Tips By Industry Composers

As a composer today, it’s usual, especially for beginners - that one has to take the role as a composer, orchestrator, recording engineer and mixer. What advice do you have for beginners who feel overwhelmed with taking on all these roles? Is there any of these fields you would recommend learning about and practicing first? Would you recommend people to specialize in one field and be less good in others, or to become pretty good in every of them?

Kevin Mantey
Co-Founder of EOS, Composer

For a composer, start with composing and develop a good ear simultabeously. To be successful focus on your best skill but get the basics that come with other aspects in the field youre working on. For composing also be open for all genre. Ahh and also learn to trust your feeling.

Phillip Lober

I'd say be better than most in what matters, yet still be good enough in other skills to be well grounded. Simply put, specialized I prefer. Also, I think composition is much more important than production. It's the idea that the director treasures most first. Production is about execution, which there are usually other people to help out with. If you're good at production though, it solidifies you more as someone to hire.

Christian Baczyk
Co-Founder of EOS, Composer

I’d make sure to focus on your personal strongest skill the most, but also having basic knowledge of all the other fields is smart, as it influences both your composition and overall end result. In general, I'd focus on one thing; composition for example, and outsource the production if possible.

Alex Moukala
Composer and Sound Designer

Personally I'm a big preacher of focusing on your strenghts like crazy. If you’re freaking great at composing and totally blow at things like mixing & mastering, outsource that stuff. Focus on stuff related to composing to grow your talent in that field to amazing levels. It's going to take way less effort, and make you way more valuable than an all-rounded person who's not amazing at anything.

Nitish Raina
Artist Manager
No one can be good at everything since day one itself - although ultimately, how good a composer you are is defined by how deep your knowledge runs in all these fields.

I would recommend mastering composition first, because that is where your main contribution comes in. For the rest, you can hire others initially, or if you end up working with a library, they can hire external mixers, orchestrators etc. For this stage, you need to know basic/intermediate knowledge of these fields so you can tell such external sound engineers what you need from them.

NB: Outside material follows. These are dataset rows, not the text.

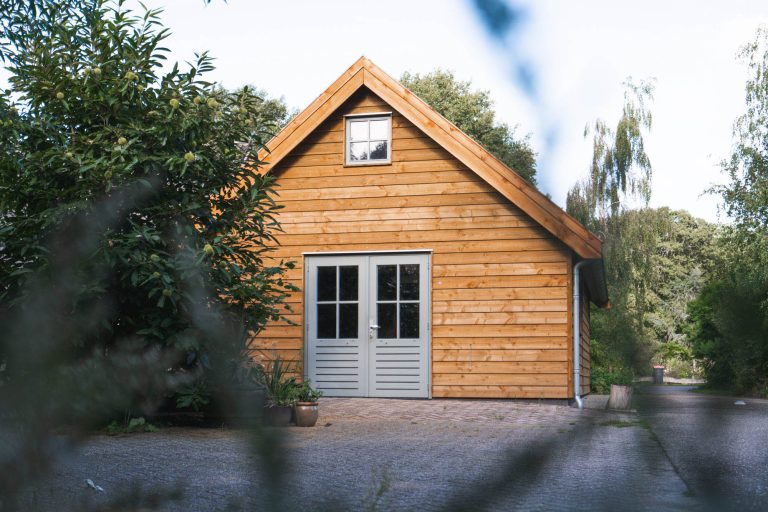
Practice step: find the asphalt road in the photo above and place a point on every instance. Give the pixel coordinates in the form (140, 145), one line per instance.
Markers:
(718, 448)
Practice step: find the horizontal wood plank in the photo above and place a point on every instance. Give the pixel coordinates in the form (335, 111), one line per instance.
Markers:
(466, 391)
(516, 355)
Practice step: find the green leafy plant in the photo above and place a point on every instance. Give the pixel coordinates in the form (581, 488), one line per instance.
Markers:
(195, 396)
(304, 392)
(132, 425)
(137, 182)
(279, 386)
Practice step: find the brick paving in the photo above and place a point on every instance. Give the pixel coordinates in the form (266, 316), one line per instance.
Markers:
(423, 455)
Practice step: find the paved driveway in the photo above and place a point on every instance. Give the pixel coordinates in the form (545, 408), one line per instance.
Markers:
(370, 454)
(720, 449)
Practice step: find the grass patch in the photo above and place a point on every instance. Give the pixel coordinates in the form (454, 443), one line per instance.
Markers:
(713, 391)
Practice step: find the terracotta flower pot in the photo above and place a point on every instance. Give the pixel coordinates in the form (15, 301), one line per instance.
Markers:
(306, 414)
(278, 416)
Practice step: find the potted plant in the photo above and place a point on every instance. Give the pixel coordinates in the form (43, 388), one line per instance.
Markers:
(280, 391)
(306, 405)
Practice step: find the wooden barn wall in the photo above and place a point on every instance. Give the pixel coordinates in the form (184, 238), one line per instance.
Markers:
(585, 342)
(499, 281)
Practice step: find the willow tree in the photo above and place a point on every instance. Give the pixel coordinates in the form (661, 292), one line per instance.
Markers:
(620, 175)
(620, 170)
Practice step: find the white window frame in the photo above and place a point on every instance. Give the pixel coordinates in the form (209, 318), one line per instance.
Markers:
(348, 140)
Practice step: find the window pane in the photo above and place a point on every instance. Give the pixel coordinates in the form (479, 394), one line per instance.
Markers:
(409, 282)
(358, 130)
(326, 321)
(380, 129)
(326, 283)
(358, 151)
(348, 283)
(387, 282)
(379, 150)
(409, 320)
(387, 320)
(348, 320)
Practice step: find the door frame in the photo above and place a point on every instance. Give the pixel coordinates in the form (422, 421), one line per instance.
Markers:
(395, 252)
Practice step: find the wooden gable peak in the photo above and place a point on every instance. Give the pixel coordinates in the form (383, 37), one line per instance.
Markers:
(507, 182)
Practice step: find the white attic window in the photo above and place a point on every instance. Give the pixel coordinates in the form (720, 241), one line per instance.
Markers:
(368, 139)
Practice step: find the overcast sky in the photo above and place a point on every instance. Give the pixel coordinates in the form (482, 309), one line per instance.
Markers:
(578, 52)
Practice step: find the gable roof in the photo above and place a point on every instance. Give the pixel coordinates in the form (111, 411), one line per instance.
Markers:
(508, 183)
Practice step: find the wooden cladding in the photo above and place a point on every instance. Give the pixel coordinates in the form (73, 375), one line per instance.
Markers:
(499, 281)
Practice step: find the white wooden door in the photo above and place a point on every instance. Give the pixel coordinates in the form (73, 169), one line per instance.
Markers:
(367, 324)
(399, 326)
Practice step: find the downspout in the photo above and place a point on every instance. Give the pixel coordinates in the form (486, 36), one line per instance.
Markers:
(577, 333)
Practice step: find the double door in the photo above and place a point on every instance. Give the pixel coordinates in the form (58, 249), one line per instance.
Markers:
(367, 324)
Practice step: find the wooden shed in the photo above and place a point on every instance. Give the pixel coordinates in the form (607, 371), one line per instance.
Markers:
(427, 267)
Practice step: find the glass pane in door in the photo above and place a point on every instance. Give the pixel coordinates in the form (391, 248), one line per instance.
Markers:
(326, 321)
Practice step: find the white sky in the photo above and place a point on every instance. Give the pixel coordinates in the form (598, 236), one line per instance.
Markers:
(580, 52)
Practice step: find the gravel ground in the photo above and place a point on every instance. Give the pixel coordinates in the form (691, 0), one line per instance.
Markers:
(418, 455)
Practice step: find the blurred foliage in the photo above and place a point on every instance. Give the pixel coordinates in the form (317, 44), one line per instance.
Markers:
(133, 231)
(144, 175)
(473, 113)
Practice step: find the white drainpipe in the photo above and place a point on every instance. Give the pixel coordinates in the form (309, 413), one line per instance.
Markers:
(577, 333)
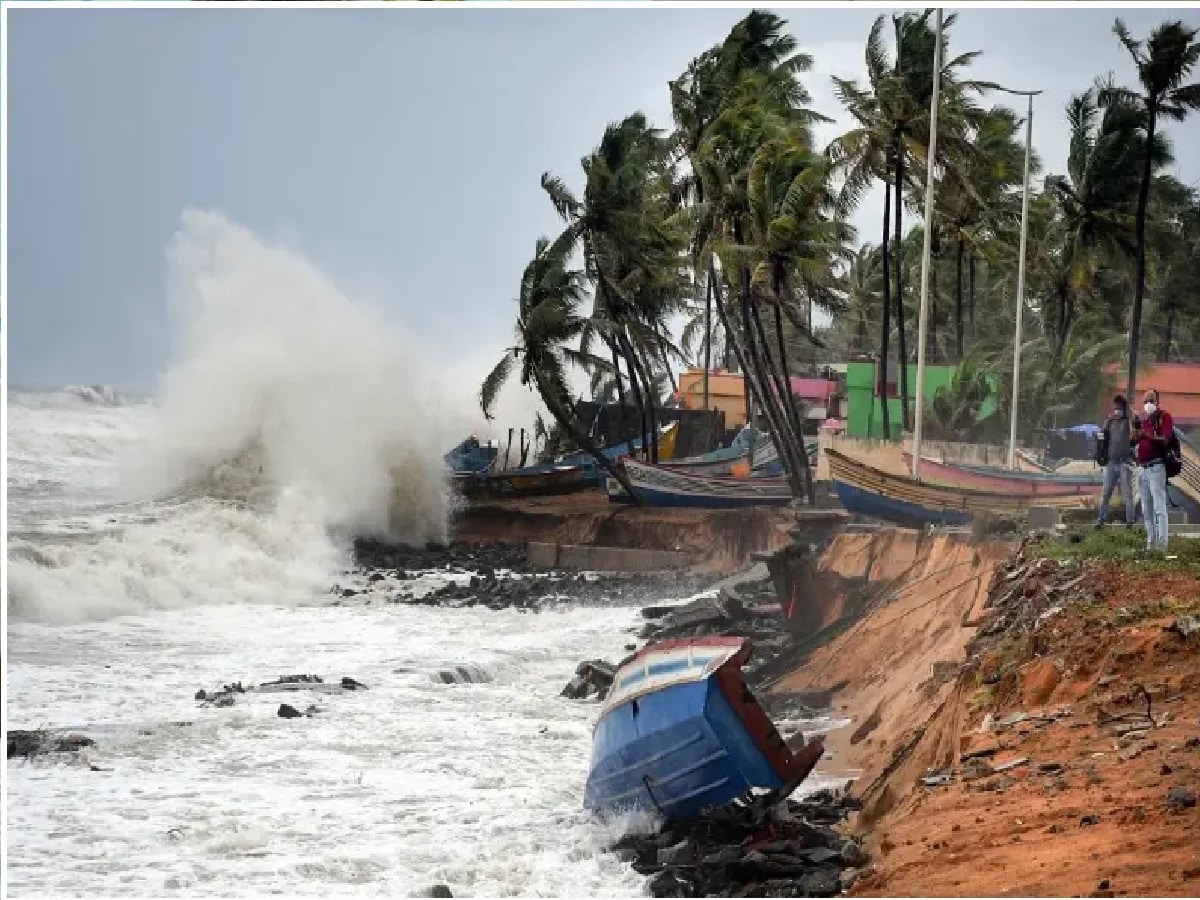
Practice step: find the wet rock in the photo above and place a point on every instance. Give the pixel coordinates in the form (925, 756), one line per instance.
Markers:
(34, 743)
(463, 675)
(1180, 797)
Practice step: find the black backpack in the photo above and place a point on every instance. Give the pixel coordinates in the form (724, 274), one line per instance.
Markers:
(1173, 456)
(1102, 447)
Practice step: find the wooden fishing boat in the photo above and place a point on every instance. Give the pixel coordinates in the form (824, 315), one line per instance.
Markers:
(537, 480)
(867, 491)
(979, 478)
(661, 486)
(681, 733)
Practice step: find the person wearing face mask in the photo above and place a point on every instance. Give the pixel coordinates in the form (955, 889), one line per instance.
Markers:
(1116, 456)
(1151, 435)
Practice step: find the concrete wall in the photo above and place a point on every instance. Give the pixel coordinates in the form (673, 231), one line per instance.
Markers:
(612, 559)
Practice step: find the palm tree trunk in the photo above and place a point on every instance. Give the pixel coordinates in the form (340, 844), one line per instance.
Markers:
(1170, 331)
(783, 390)
(643, 373)
(971, 293)
(772, 391)
(733, 343)
(622, 430)
(881, 387)
(958, 304)
(1139, 287)
(635, 389)
(561, 413)
(708, 334)
(898, 239)
(797, 419)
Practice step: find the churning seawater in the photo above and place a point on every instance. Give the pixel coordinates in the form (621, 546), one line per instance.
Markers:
(187, 540)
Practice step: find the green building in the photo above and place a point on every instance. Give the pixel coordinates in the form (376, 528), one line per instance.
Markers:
(863, 413)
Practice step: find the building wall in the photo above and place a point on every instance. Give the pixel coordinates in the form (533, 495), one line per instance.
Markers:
(1177, 385)
(864, 418)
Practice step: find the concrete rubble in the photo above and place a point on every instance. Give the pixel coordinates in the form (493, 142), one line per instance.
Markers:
(753, 849)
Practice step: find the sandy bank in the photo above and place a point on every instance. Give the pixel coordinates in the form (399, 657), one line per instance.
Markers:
(718, 540)
(999, 714)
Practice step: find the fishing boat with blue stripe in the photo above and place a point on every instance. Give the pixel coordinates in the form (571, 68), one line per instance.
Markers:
(867, 491)
(681, 735)
(663, 486)
(1025, 484)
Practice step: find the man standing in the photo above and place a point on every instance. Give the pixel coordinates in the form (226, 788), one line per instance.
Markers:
(1117, 456)
(1151, 435)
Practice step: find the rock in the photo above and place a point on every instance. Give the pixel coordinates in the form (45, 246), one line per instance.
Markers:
(821, 856)
(33, 743)
(669, 883)
(1186, 625)
(575, 689)
(1179, 797)
(677, 853)
(853, 855)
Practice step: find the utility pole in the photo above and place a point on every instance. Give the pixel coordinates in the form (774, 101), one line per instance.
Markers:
(1020, 276)
(923, 327)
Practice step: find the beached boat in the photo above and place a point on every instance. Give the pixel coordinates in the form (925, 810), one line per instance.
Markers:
(681, 733)
(535, 480)
(1025, 484)
(867, 491)
(661, 486)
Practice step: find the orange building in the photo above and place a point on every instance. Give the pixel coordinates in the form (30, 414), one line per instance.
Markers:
(726, 391)
(1177, 385)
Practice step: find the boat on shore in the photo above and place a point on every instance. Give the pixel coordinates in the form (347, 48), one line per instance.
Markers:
(867, 491)
(661, 486)
(1025, 484)
(681, 733)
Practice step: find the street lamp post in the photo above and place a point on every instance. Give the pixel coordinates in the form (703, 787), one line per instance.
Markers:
(1020, 275)
(923, 322)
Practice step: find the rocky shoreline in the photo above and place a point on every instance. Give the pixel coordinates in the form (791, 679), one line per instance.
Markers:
(785, 849)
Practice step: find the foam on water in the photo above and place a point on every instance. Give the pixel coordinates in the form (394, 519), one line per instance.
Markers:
(288, 419)
(385, 791)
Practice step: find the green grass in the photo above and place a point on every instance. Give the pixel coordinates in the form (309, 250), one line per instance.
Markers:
(1125, 546)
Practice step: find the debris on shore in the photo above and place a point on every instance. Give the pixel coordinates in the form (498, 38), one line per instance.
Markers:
(750, 849)
(498, 577)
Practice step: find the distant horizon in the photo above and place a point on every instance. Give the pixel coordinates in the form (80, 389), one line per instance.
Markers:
(419, 203)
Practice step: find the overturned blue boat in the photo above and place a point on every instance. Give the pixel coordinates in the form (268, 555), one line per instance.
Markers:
(681, 735)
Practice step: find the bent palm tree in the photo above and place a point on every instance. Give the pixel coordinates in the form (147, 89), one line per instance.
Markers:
(1164, 63)
(549, 321)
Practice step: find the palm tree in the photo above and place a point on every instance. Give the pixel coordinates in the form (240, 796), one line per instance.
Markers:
(976, 199)
(547, 323)
(633, 256)
(731, 100)
(1164, 63)
(893, 130)
(1095, 202)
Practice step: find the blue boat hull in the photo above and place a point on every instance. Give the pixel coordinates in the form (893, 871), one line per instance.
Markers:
(868, 503)
(677, 751)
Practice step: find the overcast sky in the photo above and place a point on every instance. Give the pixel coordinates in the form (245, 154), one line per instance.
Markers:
(399, 150)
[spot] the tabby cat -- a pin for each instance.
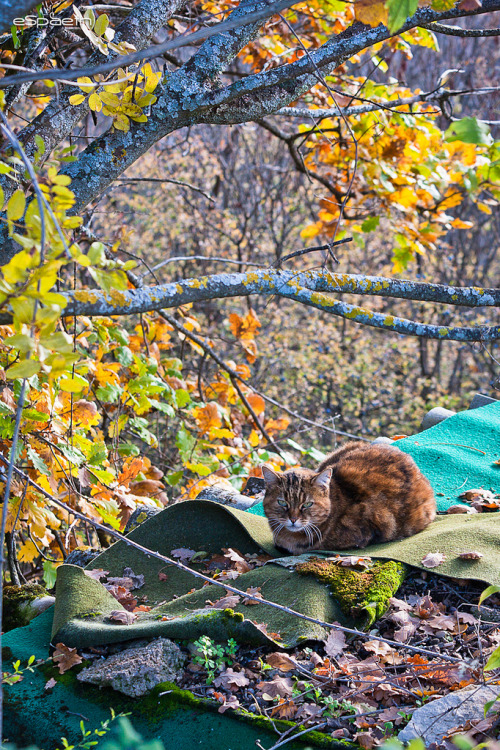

So essentially, as a beginner, you need to specialize in composing while being "less good" in others, and once you feel you are extremely well-versed with the composition side of things, you can begin developing more advanced knowledge in the other fields. However, do NOT completely ignore any of these other fields. As I said before, basic/intermediate knowledge of everything is essential, no matter what stage of your career you are at.